Making it more or less imperative for the Bulls to stay in line is the
importance of home-court advantage in the Eastern Conference. And in the
course of pursuing that goal, an injury could do to the Bulls' season what it
did to the Bears' season, which is to say end it. Billups was averaging his
fewest minutes in 10 years and still suffered a season-ending Achilles tear.
Just days earlier, Billups' former coach, George Karl, had talked about part
of the Clippers' success this season -- they lead the Pacific Division --
being that they had two "closers" in Billups and Paul. "You got Mo Williams
shooting the ball as well as he's ever shot it," Karl said. "You've got Caron
Butler thinking he's gonna make every shot he's taking. Chris Paul knows how
to run a team. Chauncey knows how to be a stud on a team ... "
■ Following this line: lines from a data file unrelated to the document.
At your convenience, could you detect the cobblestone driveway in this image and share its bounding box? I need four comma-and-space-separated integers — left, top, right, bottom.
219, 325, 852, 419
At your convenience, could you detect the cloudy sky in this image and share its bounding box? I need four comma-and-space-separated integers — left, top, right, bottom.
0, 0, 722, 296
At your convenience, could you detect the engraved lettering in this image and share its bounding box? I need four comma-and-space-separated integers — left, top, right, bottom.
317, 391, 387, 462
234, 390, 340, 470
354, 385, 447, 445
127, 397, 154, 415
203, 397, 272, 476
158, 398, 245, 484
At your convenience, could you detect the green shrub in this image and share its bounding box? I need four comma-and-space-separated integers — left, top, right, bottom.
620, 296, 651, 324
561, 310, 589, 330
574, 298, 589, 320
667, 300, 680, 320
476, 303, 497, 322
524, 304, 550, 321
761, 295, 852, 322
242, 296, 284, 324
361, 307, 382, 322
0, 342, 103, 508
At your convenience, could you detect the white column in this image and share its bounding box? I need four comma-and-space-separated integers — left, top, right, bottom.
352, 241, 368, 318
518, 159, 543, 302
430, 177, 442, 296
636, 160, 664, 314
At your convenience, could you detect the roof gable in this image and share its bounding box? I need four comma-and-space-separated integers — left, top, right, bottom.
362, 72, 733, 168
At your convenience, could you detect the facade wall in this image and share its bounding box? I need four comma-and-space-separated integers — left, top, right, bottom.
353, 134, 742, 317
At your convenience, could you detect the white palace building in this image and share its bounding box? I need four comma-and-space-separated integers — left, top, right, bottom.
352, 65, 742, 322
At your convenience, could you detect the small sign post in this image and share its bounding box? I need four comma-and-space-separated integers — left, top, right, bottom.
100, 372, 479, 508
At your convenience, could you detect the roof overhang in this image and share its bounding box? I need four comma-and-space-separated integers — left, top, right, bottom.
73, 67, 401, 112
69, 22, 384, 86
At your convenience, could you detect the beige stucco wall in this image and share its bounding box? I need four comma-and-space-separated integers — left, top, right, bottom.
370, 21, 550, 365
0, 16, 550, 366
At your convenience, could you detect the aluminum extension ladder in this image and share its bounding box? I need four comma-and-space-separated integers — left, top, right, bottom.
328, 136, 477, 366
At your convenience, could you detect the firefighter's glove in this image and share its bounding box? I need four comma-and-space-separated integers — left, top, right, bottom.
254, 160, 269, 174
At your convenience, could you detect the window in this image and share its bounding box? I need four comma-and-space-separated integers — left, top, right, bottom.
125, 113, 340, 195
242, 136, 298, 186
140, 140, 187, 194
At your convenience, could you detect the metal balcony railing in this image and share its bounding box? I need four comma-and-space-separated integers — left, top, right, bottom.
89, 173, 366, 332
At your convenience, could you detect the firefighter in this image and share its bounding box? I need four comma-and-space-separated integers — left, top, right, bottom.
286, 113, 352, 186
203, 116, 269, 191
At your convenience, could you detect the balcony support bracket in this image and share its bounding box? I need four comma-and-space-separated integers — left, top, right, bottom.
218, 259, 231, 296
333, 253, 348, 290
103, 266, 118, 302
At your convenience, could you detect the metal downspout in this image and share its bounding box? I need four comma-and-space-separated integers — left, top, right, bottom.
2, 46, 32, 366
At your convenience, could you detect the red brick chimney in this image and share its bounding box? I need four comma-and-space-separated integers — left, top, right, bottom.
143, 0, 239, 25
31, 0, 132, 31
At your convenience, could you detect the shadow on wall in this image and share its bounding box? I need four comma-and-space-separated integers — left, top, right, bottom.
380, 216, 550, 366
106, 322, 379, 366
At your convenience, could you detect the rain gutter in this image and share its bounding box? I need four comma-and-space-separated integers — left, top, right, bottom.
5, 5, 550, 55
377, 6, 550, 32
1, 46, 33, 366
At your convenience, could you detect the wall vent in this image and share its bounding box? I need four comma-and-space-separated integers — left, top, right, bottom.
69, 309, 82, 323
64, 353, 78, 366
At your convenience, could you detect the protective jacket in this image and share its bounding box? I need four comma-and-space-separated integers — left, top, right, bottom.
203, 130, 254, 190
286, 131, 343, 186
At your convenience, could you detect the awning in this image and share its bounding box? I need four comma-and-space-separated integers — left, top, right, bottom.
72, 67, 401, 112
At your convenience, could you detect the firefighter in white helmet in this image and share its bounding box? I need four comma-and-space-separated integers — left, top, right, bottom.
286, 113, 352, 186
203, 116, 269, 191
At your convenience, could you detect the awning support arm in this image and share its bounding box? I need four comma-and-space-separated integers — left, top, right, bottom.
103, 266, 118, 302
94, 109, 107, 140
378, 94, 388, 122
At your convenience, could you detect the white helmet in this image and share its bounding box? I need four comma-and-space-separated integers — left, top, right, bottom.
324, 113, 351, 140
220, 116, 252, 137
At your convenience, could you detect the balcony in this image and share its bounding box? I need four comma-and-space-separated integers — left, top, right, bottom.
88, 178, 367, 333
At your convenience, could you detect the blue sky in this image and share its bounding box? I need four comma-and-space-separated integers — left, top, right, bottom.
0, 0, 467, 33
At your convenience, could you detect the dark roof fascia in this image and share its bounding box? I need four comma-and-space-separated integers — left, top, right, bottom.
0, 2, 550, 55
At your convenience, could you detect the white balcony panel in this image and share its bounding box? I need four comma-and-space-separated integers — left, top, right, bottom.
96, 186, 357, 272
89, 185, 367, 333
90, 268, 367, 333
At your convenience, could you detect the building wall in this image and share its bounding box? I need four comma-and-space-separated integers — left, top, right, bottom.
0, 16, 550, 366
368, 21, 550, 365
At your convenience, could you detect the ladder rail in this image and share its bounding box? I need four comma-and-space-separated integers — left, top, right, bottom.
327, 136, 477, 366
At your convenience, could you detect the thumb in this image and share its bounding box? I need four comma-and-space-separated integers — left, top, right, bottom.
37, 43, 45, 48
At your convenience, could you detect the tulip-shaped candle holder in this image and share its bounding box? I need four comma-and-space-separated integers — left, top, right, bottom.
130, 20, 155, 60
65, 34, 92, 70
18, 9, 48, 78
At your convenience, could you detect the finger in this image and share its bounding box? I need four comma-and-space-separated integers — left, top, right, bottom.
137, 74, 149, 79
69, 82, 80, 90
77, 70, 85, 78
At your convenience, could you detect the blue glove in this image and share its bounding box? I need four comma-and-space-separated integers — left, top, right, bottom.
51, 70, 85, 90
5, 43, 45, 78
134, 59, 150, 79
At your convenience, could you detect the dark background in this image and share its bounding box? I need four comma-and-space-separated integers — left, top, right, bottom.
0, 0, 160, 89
And just like that, the Clippers, second only to Oklahoma City in the Western
Conference standings, aren't quite as formidable. Would Billups have avoided
ripping his Achilles if he'd been averaging 27 minutes per game instead of
30? Perhaps. Except coaches of the best and most ambitious teams in the world
aren't that cautious. The Bulls have been determined, especially with players
in and out of the lineup already with injuries, to start decisively, both the
season and individual games. As Korver said recently, "We're not easing into
games."
And as a result, it's best to watch the Bulls (probably every team) through
spread fingers ... or accept the fact that not every player, probably not
Rose and Deng, will play the rest of the games between now and the playoffs.
Already, only Boozer, Korver, Brewer and Omer Asik have played all 27 games
this season. On Monday night alone, Rose went out with his back spasms,
Billups was lost with his Achilles tear, Gallinari suffered a chip fracture
and Anthony left the floor with a groin injury. You could put together
four-fifths of a playoff team with just Monday's casualties.
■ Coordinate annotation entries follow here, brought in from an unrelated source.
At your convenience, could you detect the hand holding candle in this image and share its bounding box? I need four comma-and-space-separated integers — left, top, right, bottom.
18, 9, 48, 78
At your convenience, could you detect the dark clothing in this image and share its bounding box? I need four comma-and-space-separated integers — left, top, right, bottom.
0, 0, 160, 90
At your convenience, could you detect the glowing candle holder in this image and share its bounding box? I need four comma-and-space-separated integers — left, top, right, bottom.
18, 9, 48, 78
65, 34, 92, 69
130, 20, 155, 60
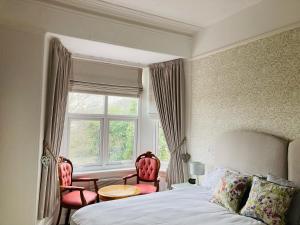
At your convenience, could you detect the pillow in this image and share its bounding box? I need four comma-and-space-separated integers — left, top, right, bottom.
241, 177, 295, 225
211, 171, 251, 212
201, 168, 226, 191
267, 174, 295, 187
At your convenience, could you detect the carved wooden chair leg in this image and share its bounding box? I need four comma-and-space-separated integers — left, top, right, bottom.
56, 206, 61, 225
65, 209, 71, 225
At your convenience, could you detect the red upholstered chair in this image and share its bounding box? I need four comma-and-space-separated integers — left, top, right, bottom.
123, 152, 160, 194
56, 157, 99, 225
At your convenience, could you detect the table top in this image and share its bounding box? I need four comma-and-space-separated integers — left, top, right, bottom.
98, 185, 140, 201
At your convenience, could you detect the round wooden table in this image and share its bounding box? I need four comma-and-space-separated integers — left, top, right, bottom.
98, 185, 140, 201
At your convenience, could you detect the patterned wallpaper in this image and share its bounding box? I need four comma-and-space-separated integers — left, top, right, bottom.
190, 28, 300, 164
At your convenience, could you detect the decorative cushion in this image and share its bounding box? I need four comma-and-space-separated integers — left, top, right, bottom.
241, 177, 295, 225
138, 158, 158, 181
211, 171, 252, 212
62, 190, 97, 207
134, 184, 156, 195
267, 174, 295, 187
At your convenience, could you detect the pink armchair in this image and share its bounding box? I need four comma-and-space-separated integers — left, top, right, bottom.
123, 152, 160, 194
56, 157, 99, 225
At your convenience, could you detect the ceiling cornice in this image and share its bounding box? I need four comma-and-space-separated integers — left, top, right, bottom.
38, 0, 202, 36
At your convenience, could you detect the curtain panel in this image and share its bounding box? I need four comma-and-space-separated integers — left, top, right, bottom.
38, 38, 72, 219
150, 59, 187, 187
70, 59, 143, 97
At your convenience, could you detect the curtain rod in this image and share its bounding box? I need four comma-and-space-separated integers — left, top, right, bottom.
72, 53, 148, 68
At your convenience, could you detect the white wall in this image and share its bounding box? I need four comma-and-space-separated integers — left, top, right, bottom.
0, 0, 192, 57
192, 0, 300, 56
0, 25, 44, 225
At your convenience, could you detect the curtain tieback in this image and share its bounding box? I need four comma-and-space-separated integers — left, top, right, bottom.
41, 141, 58, 167
171, 137, 186, 153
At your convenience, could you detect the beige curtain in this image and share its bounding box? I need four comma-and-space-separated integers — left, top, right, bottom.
38, 38, 71, 219
150, 59, 186, 187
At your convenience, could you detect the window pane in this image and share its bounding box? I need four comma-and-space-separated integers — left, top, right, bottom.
158, 125, 170, 161
69, 120, 101, 166
108, 96, 138, 116
68, 92, 105, 114
108, 120, 135, 162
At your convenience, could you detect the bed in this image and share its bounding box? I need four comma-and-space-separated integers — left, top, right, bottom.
71, 131, 300, 225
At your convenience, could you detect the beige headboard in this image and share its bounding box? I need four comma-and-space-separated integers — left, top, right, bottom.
213, 131, 288, 178
288, 139, 300, 187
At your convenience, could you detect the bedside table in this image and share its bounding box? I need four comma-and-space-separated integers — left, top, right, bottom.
171, 182, 197, 190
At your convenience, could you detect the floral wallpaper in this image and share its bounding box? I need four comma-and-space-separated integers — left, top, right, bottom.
190, 27, 300, 164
And the really, really bad news? It's almost certain to get worse. The vast
majority of players never got into the kind of shape they're usually in, and
a season routinely featuring four games in five nights makes the players even
more vulnerable. The teams that enter the playoffs with their best players
simply standing might have to be the favorites, and no amount of juggling by
Thibs or any other coach is likely to alter the unfortunate course of what is
increasingly becoming an injury-wrecked season.